Saudi Arabia’s King Salman today appointed his 31-year-old son Mohammed bin Salman as Crown Prince (CP) and heir to the throne in a Saudi-style special election. While not a surprise, the timing of the move is somewhat curious and unclear.

The appointment is clearly a nod to the younger Saudi generation where majority of the population is under 25 years of age. It was accompanied by additional appointments of younger royals to other posts, including the 34-year-old new Interior Minister, Prince Abdulaziz bin Saudi bin Naif.
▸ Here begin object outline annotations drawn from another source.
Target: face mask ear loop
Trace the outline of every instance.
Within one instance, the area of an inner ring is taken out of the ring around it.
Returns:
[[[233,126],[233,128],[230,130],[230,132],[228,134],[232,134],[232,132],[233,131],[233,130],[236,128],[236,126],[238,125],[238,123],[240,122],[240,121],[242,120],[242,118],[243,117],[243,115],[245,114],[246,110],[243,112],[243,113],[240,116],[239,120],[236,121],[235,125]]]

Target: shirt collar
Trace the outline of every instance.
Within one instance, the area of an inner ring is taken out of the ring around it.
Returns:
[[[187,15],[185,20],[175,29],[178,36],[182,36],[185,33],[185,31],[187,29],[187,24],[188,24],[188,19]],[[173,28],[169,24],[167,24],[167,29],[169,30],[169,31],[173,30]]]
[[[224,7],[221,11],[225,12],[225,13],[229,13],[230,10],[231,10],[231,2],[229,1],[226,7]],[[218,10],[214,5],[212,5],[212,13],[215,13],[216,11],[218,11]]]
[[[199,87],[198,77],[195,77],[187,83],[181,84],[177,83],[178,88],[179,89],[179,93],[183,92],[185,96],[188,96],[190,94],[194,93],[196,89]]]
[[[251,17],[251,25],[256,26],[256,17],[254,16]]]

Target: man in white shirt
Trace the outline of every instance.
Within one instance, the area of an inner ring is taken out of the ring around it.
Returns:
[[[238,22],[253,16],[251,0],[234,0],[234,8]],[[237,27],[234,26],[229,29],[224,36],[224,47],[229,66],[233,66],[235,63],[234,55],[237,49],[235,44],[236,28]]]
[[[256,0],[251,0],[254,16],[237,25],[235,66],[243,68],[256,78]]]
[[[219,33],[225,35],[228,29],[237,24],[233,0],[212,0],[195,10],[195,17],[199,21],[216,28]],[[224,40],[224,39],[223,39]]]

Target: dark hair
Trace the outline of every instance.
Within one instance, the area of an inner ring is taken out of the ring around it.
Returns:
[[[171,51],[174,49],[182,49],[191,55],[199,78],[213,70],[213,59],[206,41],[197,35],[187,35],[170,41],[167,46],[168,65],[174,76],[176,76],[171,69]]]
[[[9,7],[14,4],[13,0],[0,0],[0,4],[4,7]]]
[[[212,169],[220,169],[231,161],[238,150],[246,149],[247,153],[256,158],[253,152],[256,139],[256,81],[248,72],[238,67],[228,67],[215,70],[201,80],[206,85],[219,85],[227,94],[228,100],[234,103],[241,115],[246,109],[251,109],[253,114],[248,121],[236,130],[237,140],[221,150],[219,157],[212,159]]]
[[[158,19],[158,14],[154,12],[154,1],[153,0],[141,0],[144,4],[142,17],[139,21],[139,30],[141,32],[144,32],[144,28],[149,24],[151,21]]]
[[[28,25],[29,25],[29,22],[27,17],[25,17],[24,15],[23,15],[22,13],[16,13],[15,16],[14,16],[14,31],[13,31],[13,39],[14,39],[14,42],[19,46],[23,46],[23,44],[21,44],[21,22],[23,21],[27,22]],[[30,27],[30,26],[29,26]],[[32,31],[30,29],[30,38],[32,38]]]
In April, King Salman appointed his 28-year-old son, Prince Khalid bin Salman, a former F-15 fighter pilot, as Ambassador to the US.

For oil markets, the Saudi leadership shuffle has potentially major implications.

First, the current Saudi oil policy has the imprimatur of CP Salman. He intervened to scuttle a production freeze agreement that then-Saudi Minister Naimi had negotiated in Doha and then replaced Naimi with current Minister Khalid Falih. The so-called Doha deal was nixed by Saudi demands that Iran participate in the freeze.

Minister Falih’s first big move as the new oil minister was the production cut agreement last November which undoubtedly was approved in advance by CP Salman. Our friends in the region tell us that CP Salman has since stepped back from active management of oil policy, and Minister Falih is firmly in the driver’s seat. Still, all major policy changes will certainly require approval from the CP and King Salman.

Second, and probably most important for oil markets, is that the Aramco IPO will take on even greater significance than it has now. The Aramco IPO is CP Salman’s signature proposal to transform the Saudi economy. As a result, we believe the Aramco IPO, scheduled in 2018, is now driving Saudi oil policy. It was the reason behind the Saudi approval of OPEC’s production cut agreement last year, and the reason why we expect more Saudi moves on production policy this year and next. The success of the IPO depends on oil prices being in a much higher range than today’s price – most likely a $60-70 range. Minister Falih’s central banker-like statement of “whatever it takes” will be put to the test later this year if, as we believe, crude stocks are not depleted enough late this year to boost prices.

After the production cut extension at the May OPEC meeting, we told clients that prices will stay in a $45-55 range this year. However, we are starting to believe this range is now even lower --- which will set up a very consequential OPEC meeting on November 30 in Vienna, Austria.

Third, CP Salman’s elevation signifies a potentially more aggressive Saudi posture with Iran. The summit in Riyadh attended by President Trump kicked off the anti-Iran coalition led by Saudi Arabia, and it continues in the Yemen war, in Syria and in the current GCC crisis with Qatar. While other Arab leaders made congratulatory calls to CP Salman, Iran called the appointment a “soft coup.”  

On Saudi oil policy, we believe it’s possible to see a return of Saudi demands that Iran participate in any OPEC production cuts in future deals. This will complicate or make impossible any OPEC agreement on production in November.

However, we continue to believe the greater risk to new Iranian crude exports is from a potential Trump Administration decision to withdraw from the Iran nuclear deal and re-impose US sanctions that would affect any international companies with economic exposure in the US. We believe it would effectively remove about 1 million barrels a day of additional Iranian crude exports to global markets since nuclear sanctions were lifted in 2016. We fully expect CP Salman and Saudi Arabia will be aggressively advocating with President Trump and his advisors to do just that.